How to colour your soap with green tea powder

A lovely friend of mine from South Korea has brought me some ingredients to experiment with in my soaps. And there’s nothing I love more than experimenting!

The first ingredient I have tried was the green tea powder. In it’s natural state it has a yellow-green colour but I was curious to see how it would fare in an alkaline environment such as handmade soap.

I have used a basic Bastille recipe, 25% coconut oil and 75% light coloured olive oil. I wanted to keep the base colour as white as possible so the colour of the tea powder will pop up in all its glory. I have also replaced half of the water quantity with almond milk which gives the soap a creamy brilliant white colour.

The powder is very fine and I was happy to see that I didn’t have any ugly looking specks. When it comes to the colour itself this is where the surprise was!

In the picture you can see the natural colour of the tea powder in the small beaker. When I have mixed it in the soap it kept it’s colour for a while and then during saponification (slow saponification, I didn’t let my soap gel), it started to turn brown, similar to the colour of cocoa powder. After a couple of days I have unmoulded the soap and let it cure as usual. During the curing period the tea powder colour has become lighter and closer to the yellow-green colour it has in it’s natural state. You can see this colour in the soap placed next to the beaker, the white patch in the middle is uncoloured. The colour of the tea powder can be seen on the edge of the flower soap.

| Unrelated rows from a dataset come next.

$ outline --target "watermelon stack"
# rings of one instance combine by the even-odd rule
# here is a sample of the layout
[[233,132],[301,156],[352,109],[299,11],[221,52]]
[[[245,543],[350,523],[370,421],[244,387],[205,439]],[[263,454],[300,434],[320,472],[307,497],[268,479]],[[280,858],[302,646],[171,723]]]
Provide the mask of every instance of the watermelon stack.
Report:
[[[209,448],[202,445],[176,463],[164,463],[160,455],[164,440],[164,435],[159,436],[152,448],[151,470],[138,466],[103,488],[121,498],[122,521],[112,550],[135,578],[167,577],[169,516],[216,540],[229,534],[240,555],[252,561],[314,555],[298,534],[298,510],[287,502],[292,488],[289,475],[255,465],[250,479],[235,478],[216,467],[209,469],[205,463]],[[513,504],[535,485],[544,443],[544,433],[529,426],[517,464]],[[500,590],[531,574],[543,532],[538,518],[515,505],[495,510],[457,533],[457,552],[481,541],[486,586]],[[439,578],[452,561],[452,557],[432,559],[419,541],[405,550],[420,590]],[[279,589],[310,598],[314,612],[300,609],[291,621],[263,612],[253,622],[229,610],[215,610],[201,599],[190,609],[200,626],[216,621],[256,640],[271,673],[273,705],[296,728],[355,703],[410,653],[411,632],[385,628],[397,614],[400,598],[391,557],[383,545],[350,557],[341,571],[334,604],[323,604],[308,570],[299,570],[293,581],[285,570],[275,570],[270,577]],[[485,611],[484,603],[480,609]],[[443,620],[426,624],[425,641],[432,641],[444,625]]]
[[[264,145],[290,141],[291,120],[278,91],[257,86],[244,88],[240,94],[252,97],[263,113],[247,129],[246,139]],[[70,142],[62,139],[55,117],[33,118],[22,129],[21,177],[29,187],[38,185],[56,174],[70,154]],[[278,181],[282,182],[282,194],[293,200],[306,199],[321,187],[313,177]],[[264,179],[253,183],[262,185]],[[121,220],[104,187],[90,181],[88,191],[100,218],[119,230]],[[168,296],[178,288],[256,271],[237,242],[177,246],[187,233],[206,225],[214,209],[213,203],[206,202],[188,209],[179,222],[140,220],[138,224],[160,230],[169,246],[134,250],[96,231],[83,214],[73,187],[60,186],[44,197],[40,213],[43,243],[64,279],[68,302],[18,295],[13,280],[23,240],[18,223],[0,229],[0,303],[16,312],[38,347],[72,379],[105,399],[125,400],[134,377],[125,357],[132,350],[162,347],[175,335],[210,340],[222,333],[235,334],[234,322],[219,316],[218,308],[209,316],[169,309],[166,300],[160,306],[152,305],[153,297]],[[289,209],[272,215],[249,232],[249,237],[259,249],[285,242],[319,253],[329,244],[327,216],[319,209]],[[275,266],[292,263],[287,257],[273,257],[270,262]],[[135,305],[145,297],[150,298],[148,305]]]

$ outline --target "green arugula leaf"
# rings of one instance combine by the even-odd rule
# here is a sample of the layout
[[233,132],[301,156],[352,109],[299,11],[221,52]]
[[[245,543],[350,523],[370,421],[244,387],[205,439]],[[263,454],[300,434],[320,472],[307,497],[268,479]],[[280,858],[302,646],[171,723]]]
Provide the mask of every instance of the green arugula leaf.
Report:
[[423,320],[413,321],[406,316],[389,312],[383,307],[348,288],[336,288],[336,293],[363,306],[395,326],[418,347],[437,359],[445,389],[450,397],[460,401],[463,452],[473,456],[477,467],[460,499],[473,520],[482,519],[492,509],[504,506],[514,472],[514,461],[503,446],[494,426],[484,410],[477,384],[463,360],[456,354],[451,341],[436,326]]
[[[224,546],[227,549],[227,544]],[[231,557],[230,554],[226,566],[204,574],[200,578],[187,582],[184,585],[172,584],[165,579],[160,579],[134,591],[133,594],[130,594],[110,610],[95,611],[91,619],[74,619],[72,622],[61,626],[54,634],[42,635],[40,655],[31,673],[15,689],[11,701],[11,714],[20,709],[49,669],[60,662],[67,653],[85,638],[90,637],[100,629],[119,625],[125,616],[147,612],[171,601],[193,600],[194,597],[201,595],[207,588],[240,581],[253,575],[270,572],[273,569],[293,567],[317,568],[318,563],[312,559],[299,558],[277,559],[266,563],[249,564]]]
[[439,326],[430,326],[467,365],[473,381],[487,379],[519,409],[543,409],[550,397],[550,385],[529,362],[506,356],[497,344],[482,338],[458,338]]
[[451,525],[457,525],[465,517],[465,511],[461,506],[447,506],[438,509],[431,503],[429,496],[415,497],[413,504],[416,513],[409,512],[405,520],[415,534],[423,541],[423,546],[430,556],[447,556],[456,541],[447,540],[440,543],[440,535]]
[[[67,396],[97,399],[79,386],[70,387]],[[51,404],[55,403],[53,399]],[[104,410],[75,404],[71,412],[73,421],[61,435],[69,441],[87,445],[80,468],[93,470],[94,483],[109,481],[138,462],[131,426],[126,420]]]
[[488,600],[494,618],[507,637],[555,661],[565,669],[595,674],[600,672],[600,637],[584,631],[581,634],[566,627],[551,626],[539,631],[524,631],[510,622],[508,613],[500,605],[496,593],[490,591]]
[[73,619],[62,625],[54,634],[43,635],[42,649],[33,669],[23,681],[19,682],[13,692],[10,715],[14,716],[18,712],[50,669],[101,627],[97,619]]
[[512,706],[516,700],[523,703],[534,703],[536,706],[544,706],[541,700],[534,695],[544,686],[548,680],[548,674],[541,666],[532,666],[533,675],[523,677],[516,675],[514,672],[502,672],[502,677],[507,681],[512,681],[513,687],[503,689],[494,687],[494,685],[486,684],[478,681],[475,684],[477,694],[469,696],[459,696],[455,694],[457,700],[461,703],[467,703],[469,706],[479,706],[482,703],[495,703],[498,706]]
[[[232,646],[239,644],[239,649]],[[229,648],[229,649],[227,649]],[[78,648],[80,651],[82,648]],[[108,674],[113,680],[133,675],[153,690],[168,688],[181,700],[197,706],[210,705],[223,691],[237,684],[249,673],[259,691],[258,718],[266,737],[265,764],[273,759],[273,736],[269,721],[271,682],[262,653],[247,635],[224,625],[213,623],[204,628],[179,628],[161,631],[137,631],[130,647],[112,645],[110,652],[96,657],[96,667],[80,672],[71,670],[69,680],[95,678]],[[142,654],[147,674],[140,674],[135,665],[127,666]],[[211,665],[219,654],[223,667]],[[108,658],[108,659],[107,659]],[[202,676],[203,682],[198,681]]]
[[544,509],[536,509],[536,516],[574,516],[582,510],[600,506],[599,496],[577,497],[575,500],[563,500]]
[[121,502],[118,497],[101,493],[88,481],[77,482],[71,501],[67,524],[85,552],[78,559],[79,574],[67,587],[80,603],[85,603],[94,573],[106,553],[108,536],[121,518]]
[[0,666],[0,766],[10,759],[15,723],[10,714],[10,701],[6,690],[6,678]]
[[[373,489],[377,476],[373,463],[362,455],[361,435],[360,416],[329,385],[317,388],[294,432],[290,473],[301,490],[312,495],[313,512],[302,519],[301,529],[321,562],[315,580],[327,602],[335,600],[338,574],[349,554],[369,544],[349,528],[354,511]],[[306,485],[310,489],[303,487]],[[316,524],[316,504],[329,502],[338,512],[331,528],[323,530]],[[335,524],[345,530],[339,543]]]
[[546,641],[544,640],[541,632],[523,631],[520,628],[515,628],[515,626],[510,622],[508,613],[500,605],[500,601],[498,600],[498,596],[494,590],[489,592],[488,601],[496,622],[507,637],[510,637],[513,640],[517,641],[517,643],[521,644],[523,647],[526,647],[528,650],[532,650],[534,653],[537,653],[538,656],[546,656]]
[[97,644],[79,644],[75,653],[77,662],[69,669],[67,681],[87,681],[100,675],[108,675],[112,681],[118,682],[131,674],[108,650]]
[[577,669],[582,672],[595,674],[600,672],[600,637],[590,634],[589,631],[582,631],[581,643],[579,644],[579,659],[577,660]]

After 6 weeks, when the soaps were fully cured, I was curious to see what the colour was like inside, so I have cut one of the soaps in half. To my surprise, the colour inside was brown. I have left it for a couple of days but the colout is still brown.

So the green tea’s soap journey was: green-yellow in it’s natural state, brown during saponification, green-yellow on the outside of the soap where the soap air-cured and brown inside the soap.